THE REAL PROBLEM FOR FISCAL CONSERVATIVES
One real problem is unaddressed. Simply put, what should be done to "catch up" for the deficits that have already been run up during the Bush years? All of them, not just the so-called on-budget deficit.
After all, it was the GOP that threw out the pay-go rules, wholesale, early on the Bush Administration. All these years later, there is a deficit, whatever you think about its size, and more national debt (a lot more, including the war).
What do they want to do about it?
It's more than facetious to simply say, "We'll stop overspending spending now". It's like asking forgiveness without atonement, that.
BEHIND THE HERITAGE SPIN
The one statistic that I found interesting from Heritage's list is that cap-gains revenues are up sharply ahead of projections. No one sensible believes that tax cuts pay for themselves, but, as I recall, cap-gains cuts are meant to have greater impact than say, payroll tax cuts.
Here, Heritage lauds $35 Billion in unexpected cap gains revenues (at $103 B in 2006 versus baseline projection of $68B, cf. Myth #4). Quite boldly, they attribute the whole lot of this as the result of "encouraging investments".
Two things.
One, while this $35 billion coup is heralded as an enormous achievement, the same figure, roughly, $36 billion, is also viewed as "very little", when related to the repeal of the estate tax. (see Myth #7) It's a strange lens indeed that makes the same figure both laudable and de minimus. (There is a stat out there, unchecked by me, that non-repeal of the estate taxes, but just reform of the old ones, would go a long way to funding the actuarial social security deficit. That's not de minimus).

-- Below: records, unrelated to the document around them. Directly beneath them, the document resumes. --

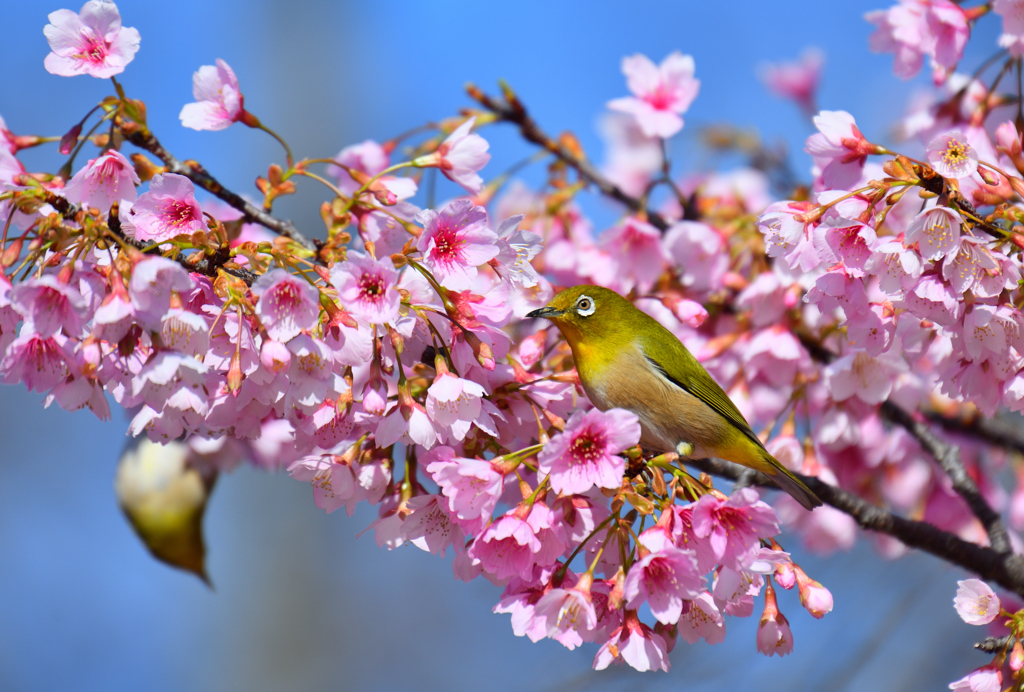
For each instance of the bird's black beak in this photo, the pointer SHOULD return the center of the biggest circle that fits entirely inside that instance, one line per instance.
(547, 312)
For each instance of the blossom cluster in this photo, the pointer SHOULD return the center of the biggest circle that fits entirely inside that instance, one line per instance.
(393, 361)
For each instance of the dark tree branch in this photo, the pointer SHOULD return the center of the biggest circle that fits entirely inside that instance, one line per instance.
(512, 111)
(948, 458)
(1007, 570)
(207, 265)
(199, 175)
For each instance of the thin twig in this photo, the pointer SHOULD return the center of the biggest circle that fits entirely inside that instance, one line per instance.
(1006, 570)
(201, 177)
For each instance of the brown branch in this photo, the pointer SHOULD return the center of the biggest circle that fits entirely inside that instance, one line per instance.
(199, 175)
(1006, 570)
(947, 456)
(208, 265)
(512, 111)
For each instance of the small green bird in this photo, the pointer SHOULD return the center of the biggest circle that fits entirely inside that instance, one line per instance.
(627, 359)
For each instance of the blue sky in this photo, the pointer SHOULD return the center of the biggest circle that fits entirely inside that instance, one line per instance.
(300, 602)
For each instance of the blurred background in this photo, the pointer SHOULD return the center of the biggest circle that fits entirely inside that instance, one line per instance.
(301, 603)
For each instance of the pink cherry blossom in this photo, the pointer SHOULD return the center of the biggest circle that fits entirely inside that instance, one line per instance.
(102, 181)
(815, 598)
(49, 306)
(168, 209)
(92, 42)
(218, 99)
(702, 620)
(951, 155)
(471, 485)
(839, 148)
(460, 157)
(986, 679)
(636, 644)
(455, 241)
(368, 288)
(859, 374)
(734, 526)
(287, 304)
(38, 362)
(585, 455)
(774, 636)
(637, 248)
(798, 80)
(976, 603)
(516, 249)
(660, 93)
(665, 577)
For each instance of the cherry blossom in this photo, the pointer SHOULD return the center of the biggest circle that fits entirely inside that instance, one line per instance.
(460, 157)
(105, 179)
(91, 42)
(168, 209)
(950, 155)
(455, 241)
(218, 99)
(976, 603)
(660, 93)
(585, 455)
(287, 304)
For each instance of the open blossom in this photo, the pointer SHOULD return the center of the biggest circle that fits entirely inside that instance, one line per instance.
(460, 157)
(287, 304)
(839, 148)
(455, 241)
(105, 179)
(936, 231)
(976, 603)
(660, 93)
(218, 99)
(169, 209)
(585, 455)
(734, 526)
(951, 156)
(1012, 12)
(665, 577)
(92, 42)
(797, 80)
(368, 288)
(636, 644)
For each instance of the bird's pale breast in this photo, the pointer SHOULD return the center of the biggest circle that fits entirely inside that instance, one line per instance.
(668, 414)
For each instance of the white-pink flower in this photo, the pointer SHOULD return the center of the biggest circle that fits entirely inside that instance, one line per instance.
(976, 603)
(460, 157)
(951, 155)
(169, 209)
(1012, 12)
(455, 241)
(660, 93)
(586, 453)
(92, 42)
(218, 99)
(287, 304)
(797, 80)
(102, 181)
(368, 288)
(664, 578)
(636, 644)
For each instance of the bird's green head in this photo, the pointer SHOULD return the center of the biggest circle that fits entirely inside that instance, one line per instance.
(588, 313)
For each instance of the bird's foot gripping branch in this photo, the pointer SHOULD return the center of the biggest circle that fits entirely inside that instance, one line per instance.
(832, 339)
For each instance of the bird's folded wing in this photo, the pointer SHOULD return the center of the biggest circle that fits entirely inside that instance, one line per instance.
(712, 394)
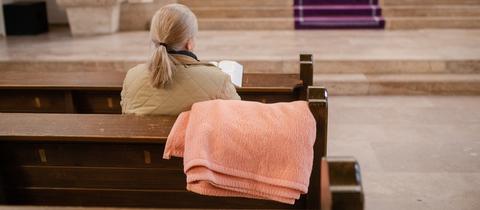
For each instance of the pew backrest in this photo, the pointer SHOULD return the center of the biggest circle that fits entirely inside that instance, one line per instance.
(114, 160)
(99, 92)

Second, the idea that short-run extraordinary improvements in cap-gains revenues are related to deepening or widening of capital ("encouraging investments") is to be hotly disputed.

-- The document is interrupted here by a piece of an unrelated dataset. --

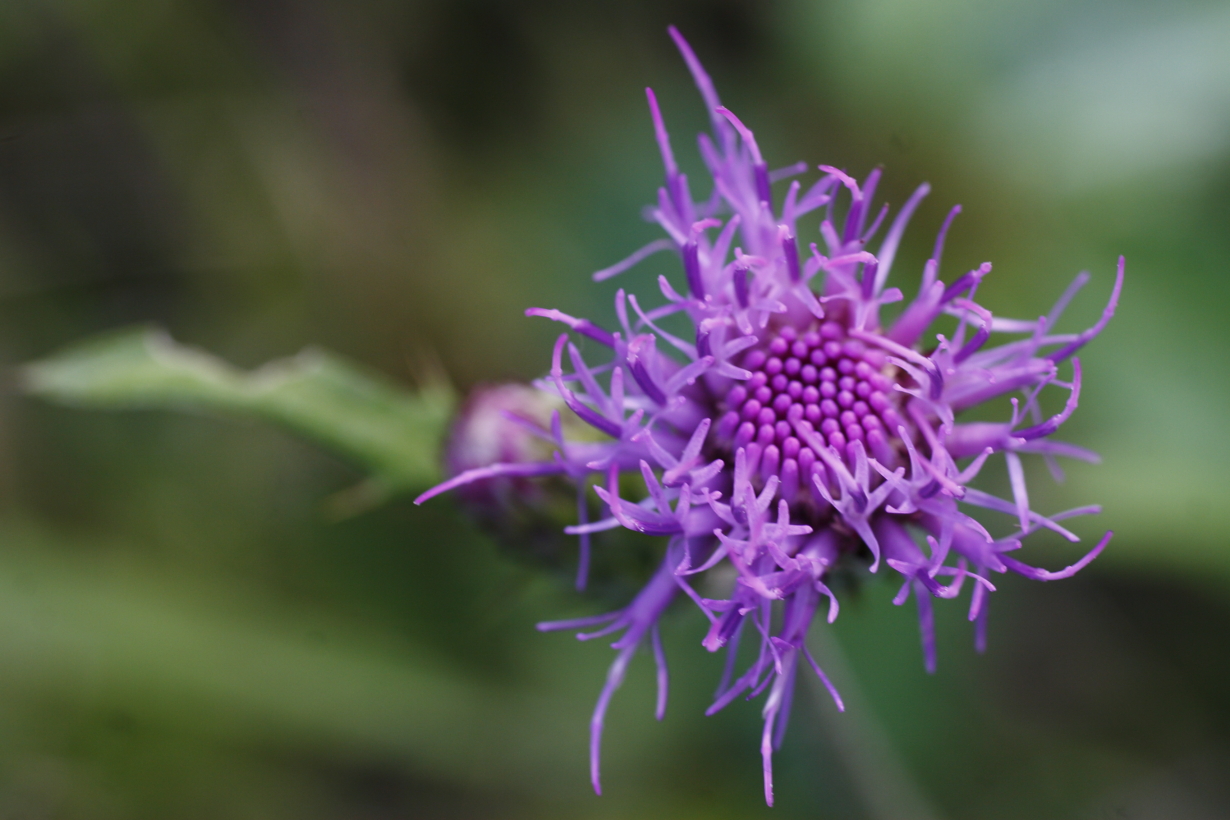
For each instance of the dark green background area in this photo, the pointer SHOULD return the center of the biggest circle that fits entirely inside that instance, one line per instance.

There could be other elements that explain the unexpected rise in cap-gains revenue. For one, the anticipation that tax rates will not remain low incents people to realize their gains at current rates. History has examples of stampedes to take advantage of favorable rates. (Given the size of financial stocks these days, a full stampede would have produced a far larger number than $35, I suspect, however, so there is probably a combination of effects at work). Other explanations might include changing demographics and skews in wealth distribution-to-income.
MEASURING THE UNMEASURABLE
The author from Heritage wants to show that spending 2001-2006, not tax revenues, has been the bane of the GOP (as if Dems would be shy of that "correct" statistic?).
We don't know what tax revenues would have been without the two rounds of Bush tax cuts.
Instead, he looks at the pre-tax cut baseline projection for 2006 (cf. Myth 2) as the next best thing to use.
It is possible that a favorable growth experience might have accompanied *both* a no-cut and cut scenario. In which case, the fiscal balance might be better today in the no-cut scenario, and certainly would be better without the structural changes to the code that were the political price of the cyclical stimulus on which Bush sold the first round of cuts.
The author is aware of this and tucks it into the footnotes, number six and seven. He suggests that the pre-tax cut figure he uses is reasonable, and I haven't checked it.